F 726 Competent Nurse staffing 1. What corrective action(s) will be accomplished for those residents found to have been affected by the deficient practices? Residents #5 and #10 no longer reside in the facility. Laboratory orders for medication management were received for residents #1, #2, #3, #4, #6, #7, #8, #9, and #11. Results of labs were reported to resident physicians, documented in the clinical record, and new orders were transcribed as indicated. Consult was for resident #1 as requested by physician. 2. How will you identify other residents having potential to be affected by the same practice and what corrective actions will be taken? Facility-wide audit of current residents on medications was conducted by Director of Nursing/designee to ensure that residents on medications had appropriate lab monitoring orders in place and that any consults that were previously ordered were scheduled.
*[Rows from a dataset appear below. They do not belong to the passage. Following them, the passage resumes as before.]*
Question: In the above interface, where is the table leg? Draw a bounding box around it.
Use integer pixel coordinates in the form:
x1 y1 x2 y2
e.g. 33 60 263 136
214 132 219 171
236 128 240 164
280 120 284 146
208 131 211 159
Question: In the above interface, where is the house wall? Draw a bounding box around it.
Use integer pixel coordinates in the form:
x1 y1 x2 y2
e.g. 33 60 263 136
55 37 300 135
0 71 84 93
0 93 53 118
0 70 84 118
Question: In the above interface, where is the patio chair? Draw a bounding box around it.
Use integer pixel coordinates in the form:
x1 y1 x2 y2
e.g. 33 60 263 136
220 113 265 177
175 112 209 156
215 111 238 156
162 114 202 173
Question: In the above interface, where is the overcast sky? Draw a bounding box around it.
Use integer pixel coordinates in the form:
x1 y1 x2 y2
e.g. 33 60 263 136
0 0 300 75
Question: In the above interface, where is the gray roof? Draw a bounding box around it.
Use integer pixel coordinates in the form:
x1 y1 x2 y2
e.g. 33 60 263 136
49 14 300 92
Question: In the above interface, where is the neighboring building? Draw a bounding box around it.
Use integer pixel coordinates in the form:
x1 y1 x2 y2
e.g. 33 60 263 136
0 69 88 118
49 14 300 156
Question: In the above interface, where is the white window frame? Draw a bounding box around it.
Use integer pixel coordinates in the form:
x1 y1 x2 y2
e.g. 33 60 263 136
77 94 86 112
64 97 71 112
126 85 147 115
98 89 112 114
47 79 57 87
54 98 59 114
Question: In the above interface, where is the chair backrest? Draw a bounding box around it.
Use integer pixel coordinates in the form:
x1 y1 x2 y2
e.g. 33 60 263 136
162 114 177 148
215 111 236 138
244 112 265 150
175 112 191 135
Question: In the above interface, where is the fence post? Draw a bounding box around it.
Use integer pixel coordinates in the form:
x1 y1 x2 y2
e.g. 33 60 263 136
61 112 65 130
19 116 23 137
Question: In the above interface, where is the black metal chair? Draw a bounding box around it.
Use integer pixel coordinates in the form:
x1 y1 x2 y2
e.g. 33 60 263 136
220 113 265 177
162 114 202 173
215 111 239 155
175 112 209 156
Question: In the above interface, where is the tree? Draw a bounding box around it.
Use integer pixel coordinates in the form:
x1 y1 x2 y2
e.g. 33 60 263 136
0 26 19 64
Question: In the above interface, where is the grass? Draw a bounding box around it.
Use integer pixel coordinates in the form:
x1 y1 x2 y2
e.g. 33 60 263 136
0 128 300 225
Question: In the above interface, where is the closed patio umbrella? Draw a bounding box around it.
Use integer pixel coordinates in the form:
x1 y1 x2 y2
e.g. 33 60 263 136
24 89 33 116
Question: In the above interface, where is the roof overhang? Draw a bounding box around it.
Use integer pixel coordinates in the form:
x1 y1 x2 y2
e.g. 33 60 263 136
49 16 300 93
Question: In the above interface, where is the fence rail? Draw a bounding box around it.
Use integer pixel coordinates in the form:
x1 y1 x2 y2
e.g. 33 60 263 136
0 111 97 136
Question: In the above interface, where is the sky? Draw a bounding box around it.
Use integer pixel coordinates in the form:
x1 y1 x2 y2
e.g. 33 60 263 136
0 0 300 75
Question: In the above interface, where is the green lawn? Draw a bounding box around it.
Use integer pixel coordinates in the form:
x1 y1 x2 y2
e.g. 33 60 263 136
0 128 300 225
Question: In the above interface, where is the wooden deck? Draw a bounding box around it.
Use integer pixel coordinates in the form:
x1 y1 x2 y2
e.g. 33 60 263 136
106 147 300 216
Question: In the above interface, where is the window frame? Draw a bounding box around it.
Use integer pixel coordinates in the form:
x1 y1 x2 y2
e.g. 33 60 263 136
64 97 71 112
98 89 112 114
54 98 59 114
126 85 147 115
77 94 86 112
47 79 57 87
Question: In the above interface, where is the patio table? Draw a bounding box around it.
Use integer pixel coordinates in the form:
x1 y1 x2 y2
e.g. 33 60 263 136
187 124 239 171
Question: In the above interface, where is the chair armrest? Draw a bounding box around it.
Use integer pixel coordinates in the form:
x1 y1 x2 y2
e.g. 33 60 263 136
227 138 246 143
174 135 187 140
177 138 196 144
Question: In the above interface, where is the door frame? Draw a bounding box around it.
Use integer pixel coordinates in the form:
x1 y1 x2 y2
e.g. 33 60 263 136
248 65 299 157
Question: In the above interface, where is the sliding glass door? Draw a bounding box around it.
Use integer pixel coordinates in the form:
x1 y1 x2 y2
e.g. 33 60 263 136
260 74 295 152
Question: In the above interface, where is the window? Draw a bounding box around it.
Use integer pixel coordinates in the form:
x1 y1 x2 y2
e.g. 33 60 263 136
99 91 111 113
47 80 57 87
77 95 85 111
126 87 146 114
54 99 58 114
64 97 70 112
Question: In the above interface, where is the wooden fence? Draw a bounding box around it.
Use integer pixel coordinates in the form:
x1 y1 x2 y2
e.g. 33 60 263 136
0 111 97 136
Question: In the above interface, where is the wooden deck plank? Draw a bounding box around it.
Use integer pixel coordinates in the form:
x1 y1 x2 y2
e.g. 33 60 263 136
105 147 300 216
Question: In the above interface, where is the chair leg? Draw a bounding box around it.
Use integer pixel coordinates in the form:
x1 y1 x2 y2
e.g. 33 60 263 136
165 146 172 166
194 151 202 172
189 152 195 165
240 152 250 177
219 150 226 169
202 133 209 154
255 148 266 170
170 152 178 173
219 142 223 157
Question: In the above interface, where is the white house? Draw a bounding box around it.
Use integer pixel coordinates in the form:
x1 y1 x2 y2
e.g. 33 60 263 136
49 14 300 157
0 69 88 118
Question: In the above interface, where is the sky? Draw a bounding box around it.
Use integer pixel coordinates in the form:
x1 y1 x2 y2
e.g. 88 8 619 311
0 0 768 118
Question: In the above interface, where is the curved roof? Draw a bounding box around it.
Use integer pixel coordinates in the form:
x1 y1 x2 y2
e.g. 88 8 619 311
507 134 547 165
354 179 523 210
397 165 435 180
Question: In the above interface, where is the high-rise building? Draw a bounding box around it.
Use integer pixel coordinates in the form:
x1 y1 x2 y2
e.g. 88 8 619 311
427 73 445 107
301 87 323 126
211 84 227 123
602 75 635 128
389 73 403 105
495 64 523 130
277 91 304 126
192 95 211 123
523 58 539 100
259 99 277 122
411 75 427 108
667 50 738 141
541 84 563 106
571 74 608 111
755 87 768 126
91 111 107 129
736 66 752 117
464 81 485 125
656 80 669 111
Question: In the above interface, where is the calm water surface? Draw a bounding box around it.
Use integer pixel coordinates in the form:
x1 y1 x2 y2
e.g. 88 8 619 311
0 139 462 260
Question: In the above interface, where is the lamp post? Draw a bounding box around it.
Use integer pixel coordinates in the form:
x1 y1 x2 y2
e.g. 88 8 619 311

Any residents identified without lab monitoring orders or fully executed consults were reported to physician and new orders transcribed as indicated. 3. What measures will be put into place or what systematic changes will you make to ensure that the practice does not recur? Director of Nursing/Designee will educate licensed nursing staff on the care of residents with a diagnosis to include ensuring that lab orders are in place to monitor medication levels, physicians are notified of abnormal lab values or refused labs, documentation of physician notification of lab levels and new orders is recorded in the resident clinical record, and that consultation orders for or other outside providers are executed appropriately. 4. How the corrective action(s) will monitor to ensure the practice will not recur, i.e., what quality assurance program will be put in place(s); will be accomplished for those residents: Director of Nursing/Designee will randomly audit residents on medications to ensure that appropriate lab orders for monitoring medication levels are in place and consultation orders for outside providers are completed weekly for four weeks and then monthly for two months. Results of the audits will be submitted by the Director of Nursing/designee to the Quality Assessment, Assurance, and Compliance Committee monthly for three months for further recommendations and guidance.